Montag, 20. November 2023

Nicht nur mit geliehener Zunge

122. AUTORENPROJEKT

19:00
Franz Josef Czernin geliehene zungen Gedichte. Carl Hanser Verlag
20:00
Theresia Prammer Similitudini Ein Bildersturm
Paul-Henri Campbell Schnee ist das Blut der Geister Manuskript, dt./engl.
Thomas Eder MODERATION
Franz Josef Czernin KONZEPT, GESPRÄCHSMITWIRKUNG

Ein Gedicht zu schreiben ist oft eine Weise, bei anderen Dingen, und nicht nur bei anderen Gedichten, Anleihen zu nehmen, das heisse hier auch: etwas von ihnen zu übertragen. Das beginnt oder endet mit einer Form, mit Reimen etwa oder Metren, und reicht über Motive bis zu Dingen jenseits von Sprache, bis zu allen möglichen Wirklichkeiten vielleicht. Umgekehrt, so eine schöne poetologische Utopie, könnten alle möglichen Wirklichkeiten das sein, was immerzu bei Gedichten Anleihen nimmt, etwas von ihnen überträgt. Das endet oder beginnt dann mit einem Atom, einem Staubkorn, einem Gedanken oder eben mit einem Gedicht.

F. J. Czernin

In den grotesken Gedichten des Bandes geliehene zungen erschließt Franz Josef Czernin auch das Feld des Körperlichen, Abstrusen, Ausufernden, Exzessiven und Tabuisierten. Das generische, all-anwendbare Offenhalten, das in seinen früheren Gedichten häufig den Pronomina und den Funktionswörtern zugewandt war, ist in diesen Gedichten in die saftigen Semantikkörper der Nomina, Verben und Adjektive verlagert. Die Gedichte variieren Redewendungen, die ineinander verwunden werden und damit aus dem kurzschlussartigen ihres gesamthaften Bedeutens in den erlebenden Nachvollzug ihrer mehreren Bedeutungskerne ausgreifen, sie sind zugleich wörtlich und übertragen, zugleich banal und erhaben. Es entstehen Neologismen durch hart gefügte Komposita, es wirken Mehrfachdetermination zwischen Klang und Sinn, Stellungsparallelismen, Wortartentravestien.

T. Eder

Franz Josef Czernin, *1952, lebt in der Steiermark und in Wien. Gedichte (u.a. mehrere Sonett-Sammlungen), literaturkritische Schriften, Aphorismen. Zuletzt u.a.: reisen, auch winterlich. Gedichte (2019).

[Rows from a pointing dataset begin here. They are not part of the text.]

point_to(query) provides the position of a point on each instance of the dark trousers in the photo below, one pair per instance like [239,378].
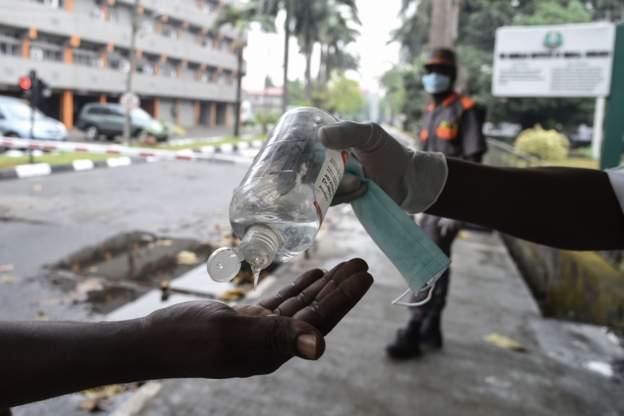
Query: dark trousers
[422,315]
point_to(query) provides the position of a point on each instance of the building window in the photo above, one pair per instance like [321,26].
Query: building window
[145,66]
[44,51]
[9,45]
[86,58]
[167,70]
[57,4]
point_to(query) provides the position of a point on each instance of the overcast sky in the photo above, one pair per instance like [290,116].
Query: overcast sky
[265,51]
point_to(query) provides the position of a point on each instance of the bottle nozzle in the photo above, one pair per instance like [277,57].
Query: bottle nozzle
[224,264]
[259,247]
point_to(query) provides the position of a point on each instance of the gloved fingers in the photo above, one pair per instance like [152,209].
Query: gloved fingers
[350,188]
[346,134]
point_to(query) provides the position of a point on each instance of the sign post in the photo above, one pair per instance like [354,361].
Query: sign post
[612,145]
[576,60]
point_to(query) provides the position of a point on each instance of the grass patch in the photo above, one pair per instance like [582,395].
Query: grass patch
[574,162]
[50,158]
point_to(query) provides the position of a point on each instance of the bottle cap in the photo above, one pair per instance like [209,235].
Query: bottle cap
[224,264]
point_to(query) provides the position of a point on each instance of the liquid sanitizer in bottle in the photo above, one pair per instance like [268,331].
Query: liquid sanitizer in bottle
[279,206]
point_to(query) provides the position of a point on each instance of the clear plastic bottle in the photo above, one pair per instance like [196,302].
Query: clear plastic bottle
[279,206]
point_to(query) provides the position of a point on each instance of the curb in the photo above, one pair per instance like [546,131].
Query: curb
[44,169]
[205,153]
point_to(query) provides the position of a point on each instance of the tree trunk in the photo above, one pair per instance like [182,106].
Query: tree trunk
[286,44]
[239,77]
[308,74]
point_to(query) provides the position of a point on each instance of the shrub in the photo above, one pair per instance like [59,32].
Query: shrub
[543,144]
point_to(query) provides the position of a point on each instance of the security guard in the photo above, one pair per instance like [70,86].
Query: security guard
[452,124]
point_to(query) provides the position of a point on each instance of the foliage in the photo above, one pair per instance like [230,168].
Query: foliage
[543,144]
[296,94]
[344,97]
[327,23]
[394,100]
[554,12]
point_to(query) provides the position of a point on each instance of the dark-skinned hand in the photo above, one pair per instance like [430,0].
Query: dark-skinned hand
[213,340]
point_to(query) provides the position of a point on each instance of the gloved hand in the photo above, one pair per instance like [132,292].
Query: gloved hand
[414,180]
[448,226]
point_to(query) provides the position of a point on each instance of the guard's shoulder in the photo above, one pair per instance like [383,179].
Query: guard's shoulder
[467,102]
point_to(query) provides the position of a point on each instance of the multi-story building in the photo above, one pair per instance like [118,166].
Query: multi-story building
[185,73]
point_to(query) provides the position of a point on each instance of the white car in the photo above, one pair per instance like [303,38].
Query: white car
[15,116]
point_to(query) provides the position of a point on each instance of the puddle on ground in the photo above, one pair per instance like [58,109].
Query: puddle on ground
[124,267]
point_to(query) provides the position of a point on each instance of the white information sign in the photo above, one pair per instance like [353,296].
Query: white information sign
[553,61]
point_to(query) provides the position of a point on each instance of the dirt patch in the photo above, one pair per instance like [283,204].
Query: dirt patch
[121,268]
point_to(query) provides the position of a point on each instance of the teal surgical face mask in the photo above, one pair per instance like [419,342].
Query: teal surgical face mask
[435,83]
[419,260]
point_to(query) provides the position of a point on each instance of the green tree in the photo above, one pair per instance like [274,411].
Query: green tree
[336,33]
[265,13]
[311,21]
[344,97]
[296,93]
[549,12]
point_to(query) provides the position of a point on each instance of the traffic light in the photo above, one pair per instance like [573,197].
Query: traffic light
[25,83]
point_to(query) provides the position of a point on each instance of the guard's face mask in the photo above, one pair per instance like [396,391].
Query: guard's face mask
[435,83]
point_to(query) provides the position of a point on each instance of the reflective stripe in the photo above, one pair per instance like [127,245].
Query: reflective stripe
[467,102]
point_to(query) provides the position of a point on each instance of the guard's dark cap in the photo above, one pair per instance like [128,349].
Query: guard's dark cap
[441,56]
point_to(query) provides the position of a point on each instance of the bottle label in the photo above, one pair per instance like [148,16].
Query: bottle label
[327,182]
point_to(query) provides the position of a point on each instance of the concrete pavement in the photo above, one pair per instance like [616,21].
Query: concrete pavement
[469,377]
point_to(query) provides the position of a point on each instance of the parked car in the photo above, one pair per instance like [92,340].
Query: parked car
[15,117]
[108,120]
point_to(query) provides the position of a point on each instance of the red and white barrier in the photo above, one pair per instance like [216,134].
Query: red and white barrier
[207,153]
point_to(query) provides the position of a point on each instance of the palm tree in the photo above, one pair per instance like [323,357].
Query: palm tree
[335,35]
[263,12]
[240,19]
[413,33]
[310,19]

Theresia Prammer, *1973. Essays, Schwerpunkt-Dossiers, Übersetzungen aus dem Italienischen, Französischen und vom Deutschen ins Italienische, Veranstaltungs- und Herausgabetätigkeit. Zuletzt u.a.: Pier Paolo Pasolini: Ein Unfall im Kosmos (Hg. und Üs., 2023).

Paul-Henri Campbell, *1982 in Boston, Studium der Katholischen Theologie und Klassischen Philologie, lebt in Frankfurt und Wien. Zuletzt: innere organe. Gedichte (2022).

Thomas Eder, *1968, Literaturwissenschaftler, Referatsleiter im Bundeskanzleramt. Zuletzt: Oswald Wieners Theorie des Denkens. Gespräche und Essays zu Grundfragen der Kognitionswissenschaft (Hg. m. T. Raab u. M. Schwarz, 2023).